# Gas Prices



## Lonely Travellers 2010 (Jan 23, 2009)

Hi Everyone... 

We are just looking at booking our spaceship campervan and was wondering how much gas is costing out in Oz these days??

Let me know 

Thanks

Sylvie


----------



## Wanderer (Jun 16, 2007)

It varies a bit but right now along eastcoast you'll pay about 1.30 -1.40/L and always closer to 1.40 inland moving up to about 1.50+ in remoter areas like Central Australia, NW of WA etc., maybe even more and if you google something like fuel[gas] prices you'll get some sites for prices - we call it petrol here and gas is used for LPG.

You can trim 4c/L off by using vouchers off supermarket dockets when you spend over $30 at Woolworths/BigW or Coles stores, two separate chains that also have service[gas] stations, and if you take a few minutes outside register area of supermarkets you can usually get lucky with discarded register dockets in trolleys or bins to get some extra vouchers.
If you scavenge like that, get over 30L of fuel and keep your docket and buy in an IGA supermarket you can get another 4c/L taken off the price of any groceries on a $30+ buy.

Those Space ships, based on a Toyota Trago I think ain't they?, well they look a bit cramped and though there's a mob called Jucy - Jucy | Campervan Specials Australia - Best Deals On Wheels that may have much the same thing a bit cheaper have you looked at something a touch roomier based on converted mini vans, there being a couple of roughies from likes of Wicked and Hippie Campers but also some not so bad looking, using newer models - Calypso being one company and another [possibly an offshoot from Britz] go under name of backpackervans I think.
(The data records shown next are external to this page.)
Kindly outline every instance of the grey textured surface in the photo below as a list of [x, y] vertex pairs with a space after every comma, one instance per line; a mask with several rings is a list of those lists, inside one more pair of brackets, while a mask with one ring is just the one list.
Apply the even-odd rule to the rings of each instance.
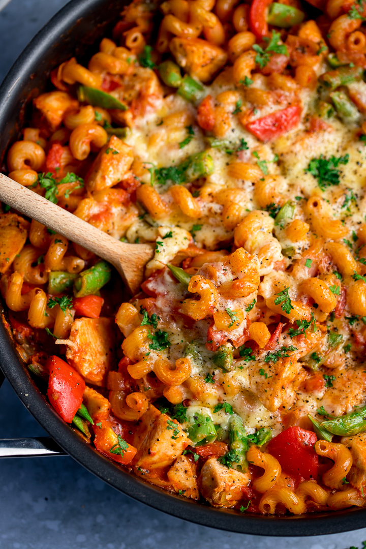
[[[0, 81], [37, 31], [66, 3], [12, 0], [0, 13]], [[5, 382], [0, 389], [0, 438], [44, 434]], [[219, 531], [137, 503], [70, 457], [0, 461], [1, 549], [361, 549], [363, 540], [366, 528], [302, 539]]]

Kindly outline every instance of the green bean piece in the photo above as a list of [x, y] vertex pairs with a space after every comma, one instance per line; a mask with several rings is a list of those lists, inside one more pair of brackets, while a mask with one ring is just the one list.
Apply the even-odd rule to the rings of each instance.
[[94, 425], [94, 422], [91, 417], [90, 414], [88, 411], [88, 408], [83, 402], [82, 404], [76, 413], [78, 414], [81, 417], [86, 419], [86, 421], [88, 421], [89, 423], [92, 424], [92, 425]]
[[111, 266], [103, 259], [86, 271], [79, 273], [74, 283], [74, 295], [76, 298], [95, 294], [110, 280]]
[[279, 225], [285, 219], [292, 219], [295, 213], [295, 206], [289, 200], [284, 204], [274, 218], [274, 225]]
[[267, 21], [269, 25], [274, 25], [281, 29], [289, 29], [293, 25], [302, 23], [305, 17], [303, 12], [297, 8], [273, 2], [269, 7]]
[[193, 276], [193, 274], [189, 274], [180, 267], [176, 267], [170, 263], [167, 263], [166, 266], [170, 270], [173, 276], [177, 279], [178, 282], [180, 282], [185, 288], [188, 287], [189, 281]]
[[341, 118], [356, 119], [359, 114], [356, 105], [343, 92], [332, 92], [329, 94], [337, 114]]
[[205, 413], [195, 413], [188, 429], [188, 438], [196, 446], [216, 440], [217, 433], [211, 418]]
[[327, 431], [326, 429], [322, 427], [318, 420], [316, 419], [314, 417], [312, 417], [310, 414], [308, 414], [307, 417], [314, 425], [314, 432], [318, 437], [318, 439], [319, 440], [328, 440], [329, 442], [331, 442], [331, 439], [333, 438], [333, 435], [329, 431]]
[[51, 271], [48, 274], [48, 293], [53, 295], [71, 290], [74, 281], [78, 276], [75, 273], [63, 271]]
[[317, 113], [321, 118], [329, 119], [334, 116], [334, 108], [326, 101], [319, 101], [317, 104]]
[[88, 103], [93, 107], [101, 107], [103, 109], [120, 109], [127, 110], [128, 107], [110, 93], [102, 92], [96, 88], [80, 86], [77, 89], [77, 98], [81, 103]]
[[366, 406], [344, 416], [322, 421], [320, 427], [339, 436], [357, 435], [366, 431]]
[[347, 63], [343, 63], [340, 61], [337, 57], [336, 53], [330, 53], [328, 56], [328, 61], [332, 69], [337, 69], [338, 67], [347, 64]]
[[239, 416], [233, 416], [229, 427], [230, 457], [232, 466], [244, 472], [248, 468], [246, 452], [249, 449], [249, 439], [245, 428]]
[[319, 81], [333, 91], [340, 86], [359, 82], [363, 74], [363, 69], [361, 67], [340, 66], [335, 70], [324, 72], [319, 77]]
[[194, 181], [200, 177], [211, 175], [214, 169], [213, 160], [206, 150], [199, 153], [191, 158], [188, 168], [185, 170], [187, 181]]
[[171, 88], [179, 88], [182, 83], [181, 69], [172, 61], [163, 61], [159, 66], [160, 78]]
[[227, 372], [233, 369], [233, 351], [230, 347], [221, 345], [218, 348], [212, 357], [212, 361], [217, 366]]
[[190, 101], [191, 103], [196, 103], [203, 98], [205, 91], [201, 84], [186, 74], [183, 77], [182, 83], [178, 88], [177, 93], [187, 101]]
[[85, 421], [85, 419], [82, 419], [80, 416], [76, 413], [74, 419], [72, 421], [72, 424], [75, 425], [76, 427], [81, 431], [86, 436], [89, 437], [91, 436], [90, 431], [88, 428], [88, 424]]

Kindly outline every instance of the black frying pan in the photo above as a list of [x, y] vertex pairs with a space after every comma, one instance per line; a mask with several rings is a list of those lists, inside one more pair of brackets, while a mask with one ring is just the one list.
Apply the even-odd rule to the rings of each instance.
[[[27, 46], [0, 88], [3, 164], [7, 147], [19, 137], [32, 99], [47, 91], [52, 69], [74, 55], [82, 62], [87, 55], [87, 62], [97, 51], [100, 37], [108, 35], [112, 23], [118, 20], [123, 5], [123, 2], [115, 0], [72, 0]], [[4, 165], [2, 167], [5, 169]], [[65, 452], [117, 490], [156, 509], [212, 528], [267, 536], [309, 536], [355, 530], [365, 525], [366, 511], [361, 509], [297, 517], [263, 517], [235, 509], [215, 509], [168, 494], [129, 474], [84, 442], [47, 402], [17, 356], [6, 325], [4, 313], [4, 321], [0, 322], [0, 364], [24, 405], [53, 439], [35, 441], [35, 448], [43, 455], [57, 453], [55, 441]], [[7, 445], [7, 442], [0, 443], [0, 449]], [[42, 448], [44, 449], [43, 452]], [[21, 449], [14, 453], [21, 455]], [[34, 455], [37, 453], [35, 451]]]

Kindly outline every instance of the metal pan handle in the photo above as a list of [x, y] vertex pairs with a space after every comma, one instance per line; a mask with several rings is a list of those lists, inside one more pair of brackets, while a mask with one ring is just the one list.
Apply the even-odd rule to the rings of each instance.
[[[0, 368], [0, 387], [5, 377]], [[0, 458], [67, 455], [50, 436], [40, 436], [37, 439], [0, 439]]]

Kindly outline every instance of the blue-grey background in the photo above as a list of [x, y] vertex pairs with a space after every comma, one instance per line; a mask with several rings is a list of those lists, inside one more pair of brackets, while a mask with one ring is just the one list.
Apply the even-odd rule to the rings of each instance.
[[[0, 81], [34, 35], [66, 3], [12, 0], [0, 13]], [[0, 438], [44, 434], [5, 382], [0, 389]], [[71, 457], [0, 461], [1, 549], [361, 549], [364, 540], [366, 528], [310, 538], [222, 532], [137, 503]]]

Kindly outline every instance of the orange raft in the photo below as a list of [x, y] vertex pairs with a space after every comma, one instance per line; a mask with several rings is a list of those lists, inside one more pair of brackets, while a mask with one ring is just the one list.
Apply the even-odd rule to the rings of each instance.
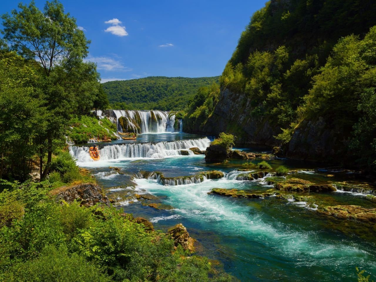
[[99, 151], [98, 149], [98, 147], [90, 147], [89, 149], [89, 153], [90, 155], [91, 158], [94, 161], [98, 161], [99, 159]]

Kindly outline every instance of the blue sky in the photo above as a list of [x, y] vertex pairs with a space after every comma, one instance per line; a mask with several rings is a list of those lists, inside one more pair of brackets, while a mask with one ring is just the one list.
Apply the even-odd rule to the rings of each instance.
[[[44, 1], [35, 2], [43, 8]], [[220, 75], [265, 0], [61, 2], [91, 40], [88, 59], [97, 62], [105, 82]], [[19, 2], [2, 1], [0, 13]]]

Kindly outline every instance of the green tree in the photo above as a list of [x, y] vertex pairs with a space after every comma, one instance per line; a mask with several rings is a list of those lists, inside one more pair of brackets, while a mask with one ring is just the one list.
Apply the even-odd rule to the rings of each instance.
[[98, 94], [94, 101], [94, 108], [95, 109], [95, 115], [97, 115], [97, 110], [104, 110], [110, 105], [108, 102], [107, 94], [103, 89], [102, 84], [99, 85]]
[[44, 133], [38, 138], [41, 179], [48, 173], [53, 150], [63, 142], [71, 114], [92, 108], [99, 76], [95, 64], [83, 61], [89, 41], [77, 28], [75, 19], [64, 12], [61, 3], [47, 2], [42, 11], [33, 2], [29, 6], [20, 4], [18, 8], [19, 11], [14, 10], [2, 16], [2, 33], [11, 49], [39, 65], [35, 68], [40, 75], [39, 98], [48, 115]]

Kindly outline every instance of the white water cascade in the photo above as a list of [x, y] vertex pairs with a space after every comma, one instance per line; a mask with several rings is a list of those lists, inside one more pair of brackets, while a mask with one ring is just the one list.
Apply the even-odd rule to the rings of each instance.
[[117, 125], [118, 131], [123, 132], [119, 118], [123, 117], [127, 121], [129, 132], [136, 133], [173, 132], [174, 131], [174, 114], [162, 111], [133, 111], [106, 110], [97, 111], [99, 118], [107, 117]]
[[[156, 143], [130, 143], [104, 146], [99, 150], [101, 161], [116, 160], [129, 158], [161, 158], [181, 155], [180, 150], [187, 150], [190, 155], [193, 152], [189, 149], [197, 147], [205, 150], [210, 140], [208, 138], [162, 141]], [[89, 148], [71, 146], [70, 153], [79, 162], [94, 162], [89, 154]]]

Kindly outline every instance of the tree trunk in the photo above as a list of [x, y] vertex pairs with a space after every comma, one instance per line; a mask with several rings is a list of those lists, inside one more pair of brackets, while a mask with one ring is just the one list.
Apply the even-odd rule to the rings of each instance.
[[39, 156], [39, 181], [42, 181], [42, 174], [43, 173], [43, 149], [41, 147]]
[[4, 152], [1, 153], [1, 165], [0, 166], [0, 179], [3, 178], [3, 170], [4, 168]]
[[47, 162], [46, 167], [44, 168], [42, 178], [44, 179], [47, 176], [49, 171], [50, 170], [50, 165], [52, 159], [52, 138], [49, 137], [48, 138], [48, 152], [47, 156]]

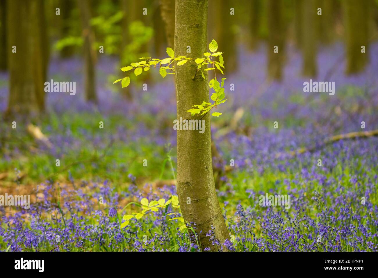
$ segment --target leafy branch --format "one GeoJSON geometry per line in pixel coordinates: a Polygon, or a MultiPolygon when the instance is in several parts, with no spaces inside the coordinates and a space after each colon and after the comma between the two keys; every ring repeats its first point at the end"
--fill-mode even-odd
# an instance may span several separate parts
{"type": "MultiPolygon", "coordinates": [[[[168,74],[175,74],[174,63],[176,62],[176,66],[181,66],[184,65],[188,61],[194,60],[197,64],[197,68],[195,73],[193,76],[193,79],[195,78],[197,73],[201,72],[202,78],[205,79],[204,71],[214,70],[215,73],[215,68],[218,69],[222,75],[224,75],[222,68],[225,68],[223,65],[224,60],[222,54],[223,52],[217,51],[218,50],[218,43],[213,40],[209,45],[209,50],[210,52],[205,52],[203,53],[203,57],[201,58],[189,58],[186,56],[182,55],[175,55],[174,51],[170,47],[167,48],[167,54],[169,57],[163,59],[157,58],[153,58],[151,57],[143,57],[139,58],[139,60],[143,61],[135,63],[132,63],[130,65],[124,67],[121,70],[122,71],[128,72],[127,75],[123,78],[118,79],[113,84],[121,81],[122,88],[127,87],[130,84],[130,74],[133,71],[136,76],[141,74],[144,71],[147,71],[149,70],[152,67],[156,68],[159,66],[159,73],[163,78],[165,77],[168,74]],[[219,61],[213,60],[214,57],[218,57],[219,61]]],[[[211,109],[216,108],[220,104],[223,103],[227,99],[225,99],[224,84],[226,78],[222,79],[221,82],[217,80],[216,74],[215,77],[211,80],[209,82],[209,87],[212,88],[214,93],[211,95],[210,98],[214,102],[212,103],[204,101],[200,104],[195,104],[192,106],[194,107],[187,110],[187,112],[190,112],[192,116],[198,114],[203,116],[207,113],[211,109]]],[[[214,112],[212,114],[212,116],[218,117],[222,115],[222,113],[214,112]]]]}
But anyway, they could be a fair bit cheaper than the Spaceships which I think are up around the $100/d a mark, though I could be out a bit.


----------



## dexternicholson (Oct 23, 2009)

Would anybody here advice engine conversions or something? I mean I have been reading a lot of blogs and sites about it and there are some testimonials that doing such has been great for their gas expenses. Although there are some minor setbacks like the engine performing with less power and speed. I have spoken to some taxi drivers who got their vehicles converted to LPG and thats what they have said. I don't know about the dangers of having an LPG tank in your compartment in case of collisions though... what are your thoughts?


----------